@Gorath : If you want to seriously learn more about Roman occupation, then you should read "Die Römer in Bayern", if you can get it cheaply. It is an excellent write, and imho quite easy to read compared to other works of Archaeology !
The lowest priceI found is this one :
http://www.amazon.de/Die-Römer-Baye...r_1_10?ie=UTF8&s=books&qid=1268313720&sr=8-10
The book also shows that they did some "roads", too, for example, mainly for military reasons (easy and quick way to get their Legions from one point to another and for collecting tributes).
The woods I have encountered in Drakensang 2 are rather looking like modern woods in some places, imho. I have been a lot throgh woods in my youth (collecting mushrooms
) , and I must say that here are very ifferent types of woods.
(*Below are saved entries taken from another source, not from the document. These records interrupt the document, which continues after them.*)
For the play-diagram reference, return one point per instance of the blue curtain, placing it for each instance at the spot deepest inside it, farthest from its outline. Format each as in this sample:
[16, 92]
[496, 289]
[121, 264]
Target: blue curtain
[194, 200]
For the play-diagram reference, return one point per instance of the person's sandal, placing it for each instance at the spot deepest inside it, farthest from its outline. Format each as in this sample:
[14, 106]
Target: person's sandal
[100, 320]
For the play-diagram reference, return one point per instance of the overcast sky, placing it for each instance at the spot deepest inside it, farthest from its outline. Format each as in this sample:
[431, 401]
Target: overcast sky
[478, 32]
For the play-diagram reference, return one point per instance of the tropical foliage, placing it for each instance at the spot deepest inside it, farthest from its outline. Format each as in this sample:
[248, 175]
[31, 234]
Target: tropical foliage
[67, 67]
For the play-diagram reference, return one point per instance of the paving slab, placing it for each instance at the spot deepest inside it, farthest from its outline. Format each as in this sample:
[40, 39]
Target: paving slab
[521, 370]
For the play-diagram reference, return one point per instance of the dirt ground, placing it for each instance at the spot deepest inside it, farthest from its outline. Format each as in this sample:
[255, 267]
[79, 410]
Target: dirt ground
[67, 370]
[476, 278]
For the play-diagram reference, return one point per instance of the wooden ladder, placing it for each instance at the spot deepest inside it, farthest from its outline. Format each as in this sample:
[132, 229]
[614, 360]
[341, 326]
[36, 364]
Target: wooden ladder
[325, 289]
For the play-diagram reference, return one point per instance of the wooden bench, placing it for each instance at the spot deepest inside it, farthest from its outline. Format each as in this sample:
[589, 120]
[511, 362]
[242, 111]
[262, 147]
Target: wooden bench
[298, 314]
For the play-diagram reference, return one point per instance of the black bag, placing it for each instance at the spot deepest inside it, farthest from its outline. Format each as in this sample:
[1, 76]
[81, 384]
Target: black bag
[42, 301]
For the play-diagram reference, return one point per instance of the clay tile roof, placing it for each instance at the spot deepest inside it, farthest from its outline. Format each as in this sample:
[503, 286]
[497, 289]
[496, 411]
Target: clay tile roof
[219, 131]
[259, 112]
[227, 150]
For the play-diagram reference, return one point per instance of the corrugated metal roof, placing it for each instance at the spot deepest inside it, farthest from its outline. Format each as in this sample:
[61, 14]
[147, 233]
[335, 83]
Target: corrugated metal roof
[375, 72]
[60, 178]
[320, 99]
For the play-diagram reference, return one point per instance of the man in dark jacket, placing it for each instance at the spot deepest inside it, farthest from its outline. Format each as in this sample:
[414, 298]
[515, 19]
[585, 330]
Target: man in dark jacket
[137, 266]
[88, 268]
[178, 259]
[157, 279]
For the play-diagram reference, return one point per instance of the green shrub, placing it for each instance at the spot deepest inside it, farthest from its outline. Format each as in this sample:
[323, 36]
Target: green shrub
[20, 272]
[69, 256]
The woods almost oly consisting of conifers (especially fir trees) were mady by humans, because onifers are not he natural "wood-trees". The Beech Tree is the "natural born wood tree", so to say, and this has evolved through the last tens of thousands of years, through time, after the last great glacial periods.
Conifers should be relatively rare within "modern" woods.
The Oak Tree is a wood-tree, too. This tree dominated the German woods before th Beech came and took over.
The Elm tree had played a prominent role, too, but it had several times of declinations, nowadays as well. This was during the stone ages when people (prototypes of farmers) cut off their lowest branches as food for their animals, his made the Elm tree vulnerable for fungi, which destroyed them, large-scale. A similar "event" is happening nowadays, too. The Elmn tree is right now so much in danger that it might die out here in Germany or even in central europe soon.
Now, hat we find in Drakensang 2 are woods with lots of "lower" plants, and few, very, very thick trees, as far as I have seen so far. Europe ust indeed have had "tree giants" in the past, a hing I know only from the north of america. But they vanished, because people needed woods. Especially for fires, pottery, melting metal. A lot of woods seem to have vanished during the "metal ages".
I personally don't know many woods like those I have seen in Drakensang 2, but they might have been much more common hundreds or even thousands of years go, I guess.